Both models earn their simplicity by making strong assumptions, and using them where those assumptions fail is the usual mistake. The uniform assumes truly equal likelihood across the whole interval — but real 'random' choices are rarely flat. Human-picked numbers, file sizes, and city populations are all famously non-uniform, so reaching for Uniform(a, b) just because you 'have no information' can be quietly wrong. The exponential assumes a constant rate that never changes with age. That is excellent for radioactive decay and random arrivals, but a poor fit for machine parts or living organisms, whose failure rate climbs as they wear out.

The fix for that last failure points ahead. When the rate is allowed to change with age — captured by the hazard rate, a tool the rest of this rung develops — the exponential generalises into richer families. Summing several independent exponentials gives the gamma distribution (the wait for the k-th event, not just the first), and bending the constant rate into a power of time gives the Weibull, the standard model of wear-out. The exponential is the keystone: the special memoryless case sitting at the centre of a whole family of waiting-time laws you will explore in guide 5.
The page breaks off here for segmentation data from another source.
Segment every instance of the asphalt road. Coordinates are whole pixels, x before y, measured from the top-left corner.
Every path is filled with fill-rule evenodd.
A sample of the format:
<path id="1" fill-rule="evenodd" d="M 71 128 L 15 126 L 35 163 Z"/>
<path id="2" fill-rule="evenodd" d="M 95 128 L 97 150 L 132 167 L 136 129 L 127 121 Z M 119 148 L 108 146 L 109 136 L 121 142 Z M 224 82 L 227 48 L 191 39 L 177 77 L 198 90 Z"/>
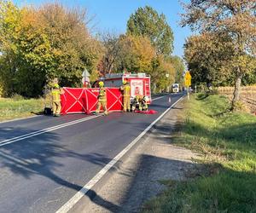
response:
<path id="1" fill-rule="evenodd" d="M 55 212 L 183 95 L 153 115 L 38 116 L 0 124 L 0 212 Z M 118 190 L 118 189 L 117 189 Z"/>

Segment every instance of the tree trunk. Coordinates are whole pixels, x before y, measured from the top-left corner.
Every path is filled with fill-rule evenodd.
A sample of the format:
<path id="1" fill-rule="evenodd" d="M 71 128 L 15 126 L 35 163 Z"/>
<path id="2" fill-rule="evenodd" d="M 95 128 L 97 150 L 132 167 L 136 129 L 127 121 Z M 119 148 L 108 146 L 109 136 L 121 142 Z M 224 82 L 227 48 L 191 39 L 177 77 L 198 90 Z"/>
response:
<path id="1" fill-rule="evenodd" d="M 232 111 L 235 109 L 236 103 L 240 99 L 240 88 L 241 88 L 241 77 L 242 77 L 242 74 L 241 73 L 240 69 L 239 69 L 239 72 L 236 75 L 235 89 L 234 89 L 233 100 L 232 100 L 232 104 L 231 104 Z"/>

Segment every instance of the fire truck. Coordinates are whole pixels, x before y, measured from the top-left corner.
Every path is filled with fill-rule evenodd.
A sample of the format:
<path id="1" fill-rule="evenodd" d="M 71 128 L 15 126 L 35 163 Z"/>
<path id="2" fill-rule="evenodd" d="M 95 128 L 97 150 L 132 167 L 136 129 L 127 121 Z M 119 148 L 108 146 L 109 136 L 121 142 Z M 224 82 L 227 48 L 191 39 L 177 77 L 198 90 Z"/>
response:
<path id="1" fill-rule="evenodd" d="M 131 100 L 136 96 L 145 96 L 147 103 L 151 103 L 150 76 L 146 73 L 111 73 L 106 74 L 101 79 L 107 88 L 119 88 L 123 81 L 127 81 L 131 86 Z"/>

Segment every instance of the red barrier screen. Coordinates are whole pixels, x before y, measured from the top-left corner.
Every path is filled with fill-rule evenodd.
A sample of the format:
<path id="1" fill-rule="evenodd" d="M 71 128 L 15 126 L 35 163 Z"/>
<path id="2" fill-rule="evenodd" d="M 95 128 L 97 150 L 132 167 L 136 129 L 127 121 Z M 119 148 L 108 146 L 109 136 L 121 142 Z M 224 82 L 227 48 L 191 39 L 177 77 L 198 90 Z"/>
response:
<path id="1" fill-rule="evenodd" d="M 107 108 L 109 112 L 121 111 L 122 94 L 119 88 L 107 89 Z M 99 89 L 63 88 L 61 95 L 61 114 L 90 113 L 96 111 Z"/>

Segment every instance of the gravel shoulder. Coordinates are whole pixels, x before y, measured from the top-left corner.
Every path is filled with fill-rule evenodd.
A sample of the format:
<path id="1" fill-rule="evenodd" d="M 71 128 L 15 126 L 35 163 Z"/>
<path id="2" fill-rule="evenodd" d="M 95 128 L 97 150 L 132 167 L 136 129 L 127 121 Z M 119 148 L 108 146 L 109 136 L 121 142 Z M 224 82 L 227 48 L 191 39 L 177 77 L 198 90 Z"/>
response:
<path id="1" fill-rule="evenodd" d="M 185 171 L 195 164 L 195 153 L 172 144 L 177 114 L 183 101 L 178 102 L 158 122 L 125 158 L 96 196 L 88 201 L 83 212 L 138 212 L 142 204 L 165 189 L 160 180 L 183 180 Z"/>

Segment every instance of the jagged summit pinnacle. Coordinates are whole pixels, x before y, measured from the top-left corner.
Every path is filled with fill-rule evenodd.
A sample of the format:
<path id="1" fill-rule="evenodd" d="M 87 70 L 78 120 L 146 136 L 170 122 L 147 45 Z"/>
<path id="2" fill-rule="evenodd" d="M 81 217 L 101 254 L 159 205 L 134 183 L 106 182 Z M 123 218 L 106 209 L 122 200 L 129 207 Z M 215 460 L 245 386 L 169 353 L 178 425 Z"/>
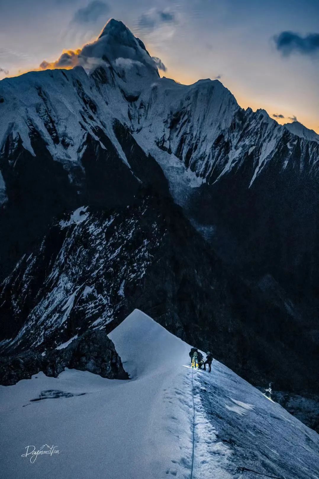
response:
<path id="1" fill-rule="evenodd" d="M 132 34 L 123 22 L 121 22 L 120 20 L 115 20 L 114 18 L 110 18 L 105 24 L 99 38 L 101 38 L 101 37 L 109 34 L 114 35 L 124 33 L 129 33 L 133 36 Z"/>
Finally, a reminder of the bedrock idea this guide introduced, because it underlies everything that follows. For a continuous variable, the value f(x) is not the answer to any probability question on its own; only an area is. When someone reports 'the probability of exactly 4.2 seconds', they are speaking loosely — that probability is 0, and what they almost always mean is the probability of a small interval around 4.2, which is approximately f(4.2) times the interval's width. Keep height and area in separate drawers, and the continuous world stops being confusing.